I, on the other hand, think their findings are marvellous news, especially when you see who is actually taking this work.

It is the young and uneducated. One in five agency workers is under 24 and one in four has only studied to GCSE level or below. So why all the complaining?

Bear in mind that there are no guarantees, when you hire someone, that they will work out in the job; the ability to use agency workers means the risk and cost of recruiting untrained and untested people is reduced.

A staff employee has certain rights – which includes protection against unfair or even immediate dismissal.
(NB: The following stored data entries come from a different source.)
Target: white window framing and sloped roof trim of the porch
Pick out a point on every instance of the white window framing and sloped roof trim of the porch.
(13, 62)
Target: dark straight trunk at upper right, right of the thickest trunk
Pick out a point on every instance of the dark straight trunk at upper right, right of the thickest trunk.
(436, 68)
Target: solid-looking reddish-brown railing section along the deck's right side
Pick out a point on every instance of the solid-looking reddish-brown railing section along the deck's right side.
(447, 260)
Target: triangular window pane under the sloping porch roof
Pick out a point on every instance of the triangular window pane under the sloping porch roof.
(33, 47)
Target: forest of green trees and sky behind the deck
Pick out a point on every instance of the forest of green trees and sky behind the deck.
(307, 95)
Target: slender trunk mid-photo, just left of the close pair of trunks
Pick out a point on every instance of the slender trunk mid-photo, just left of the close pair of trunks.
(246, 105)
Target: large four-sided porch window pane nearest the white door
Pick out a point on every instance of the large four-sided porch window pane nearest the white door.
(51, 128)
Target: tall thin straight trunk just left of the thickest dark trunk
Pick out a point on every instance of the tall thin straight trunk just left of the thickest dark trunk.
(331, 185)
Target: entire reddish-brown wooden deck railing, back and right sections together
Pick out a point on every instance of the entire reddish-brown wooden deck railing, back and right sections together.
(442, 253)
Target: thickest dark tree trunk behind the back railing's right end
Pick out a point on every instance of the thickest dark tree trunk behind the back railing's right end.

This is a cost to an employer and the younger and less trained the potential employee, the greater that cost.

So if this agency work didn’t exist, then the chances are said employee probably wouldn’t be given the chance in the first place.

So in this way, agency work reduces the youth unemployment rate. Which is a good thing.

Resolution also notes that many agency workers would prefer to be in a more permanent job. No doubt they would. But surely it’s better to have a job and an income, albeit agency work – than nothing at all?

Finally Resolution observes that the UK has many more such temporary jobs than our continental confreres. Quite so and this is one of the glories of the British labour market.

It’s why when the Crash came, unemployment here did not soar as it did in Southern Europe. Agency employees, unlike full-time ones, are not a permanent millstone of costs upon the organisation.

Instead, it was possible to juggle hours, trim benefits a bit and put up with some downward pressure on wages – none which was particularly desirable – rather than end up with the four or five million unemployed which some were predicting back in 2008 and 09.

Britain has the most flexible workforce in Europe. Yes, this means more temporary workers and more agency employment. But it also means a lower youth unemployment rate, a lower unemployment rate in recessions and, obviously, a greater choice for workers about how they wish to organise their lives.

Employers are released from the costs and risks that permanent employment status burdens them with.  The Resolution Foundation by complaining in this manner is  spectacularly missing the point.

Tim Worstall is senior fellow at the Adam Smith Institute.